Las reglas de la carrera indican que no pueden detenerse ni disminuir la velocidad por debajo de las tres millas por hora, así como tampoco salirse de la carretera por donde avanzan. Si lo hacen, se les dará una primera advertencia. A la tercera advertencia, «recibirán su ticket».

Solo después de que a uno de los participantes se le acalambran las piernas y no logra reponerse, descubrimos en qué consiste ese ticket: un disparo en la cabeza, cortesía de los militares que acordonan la marcha. Recién entonces los sobrevivientes comienzan a admitir aquello en lo que parecen no haber pensado demasiado: a excepción del ganador, todos los demás serán asesinados más pronto que tarde.

Muchas décadas antes, en su conferencia Aspectos de la novela (1927), E. M. Forster nombraba a uno de esos aspectos como «profecía» y lo utilizaba para hablar sobre aquellas novelas que, además de contar una historia o de representar una realidad, conseguían transmitir una visión o una verdad profunda acerca de la existencia humana. Una especie de intuición espiritual que el autor tenía sobre la vida y que colocaba detrás de las palabras. Parte de su elegancia radicaba en que fuera un elemento implícito, sugerido, simbólico, alejado de lo obvio, y sin embargo presente en el texto.

Forster hablaba de novelas, pero llevar esta figura a las narrativas de nuestras vidas no es tan difícil.
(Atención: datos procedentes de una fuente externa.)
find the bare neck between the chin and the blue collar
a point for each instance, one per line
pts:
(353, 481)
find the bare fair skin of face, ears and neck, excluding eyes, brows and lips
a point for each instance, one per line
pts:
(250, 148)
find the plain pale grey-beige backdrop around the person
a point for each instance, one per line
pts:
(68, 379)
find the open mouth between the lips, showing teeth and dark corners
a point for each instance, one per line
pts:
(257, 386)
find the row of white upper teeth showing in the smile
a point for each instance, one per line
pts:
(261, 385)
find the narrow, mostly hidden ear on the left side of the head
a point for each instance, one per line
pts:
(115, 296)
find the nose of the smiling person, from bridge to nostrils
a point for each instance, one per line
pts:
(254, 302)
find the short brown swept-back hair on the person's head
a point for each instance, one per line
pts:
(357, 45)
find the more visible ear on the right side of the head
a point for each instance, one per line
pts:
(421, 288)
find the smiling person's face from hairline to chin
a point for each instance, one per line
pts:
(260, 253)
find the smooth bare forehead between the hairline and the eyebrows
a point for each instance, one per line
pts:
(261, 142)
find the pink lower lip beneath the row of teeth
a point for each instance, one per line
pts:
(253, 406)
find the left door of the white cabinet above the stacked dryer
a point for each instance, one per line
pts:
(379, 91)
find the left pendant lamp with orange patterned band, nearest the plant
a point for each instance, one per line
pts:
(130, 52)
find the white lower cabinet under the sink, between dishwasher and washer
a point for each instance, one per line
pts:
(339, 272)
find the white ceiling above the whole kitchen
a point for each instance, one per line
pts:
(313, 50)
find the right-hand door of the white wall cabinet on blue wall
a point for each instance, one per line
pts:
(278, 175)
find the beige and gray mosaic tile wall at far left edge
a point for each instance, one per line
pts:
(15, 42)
Lo difícil es admitir cuál es esa verdad que está más allá de lo que hacemos y decimos, y que al mismo tiempo se encuentra impresa en ello: eso que late debajo de lo anodino, configurándolo.

La dimensión profética, según Forster, «puede llevar implícita cualquiera de las creencias que han dominado a la humanidad: cristianismo, budismo, dualismo, satanismo o simplemente el amor y el odio humanos elevados a tal potencia que desbordan sus receptáculos normales». 

Entendiendo lo contemporáneo como una novela, ¿cuál sería esa visión del mundo que se siente implícita en nosotros?, ¿qué tipo de intuición nos captura si nos detenemos unos segundos a mirar un poco mejor, a escuchar la sombra de nuestras rutinas, a pensar, sencillamente?

Es eso que ya sabemos pero a lo que hemos preferido dar la espalda un rato más.

Pienso en el genocidio palestino y también en todo el resto de síntomas que revelan nuestra verdad como especie. 

Así, con una ilusión retorcida y amarga, me pregunto cuánto tardaremos en admitir la verdadera naturaleza de esta larga marcha. Cuándo, al fin, contemplaremos el ticket por lo que es, con el horror que merece. En qué minuto se acabarán las risas y la comedia dará paso al verdadero género de nuestra película.

Ojalá antes de que solamente uno de nosotros quede de pie.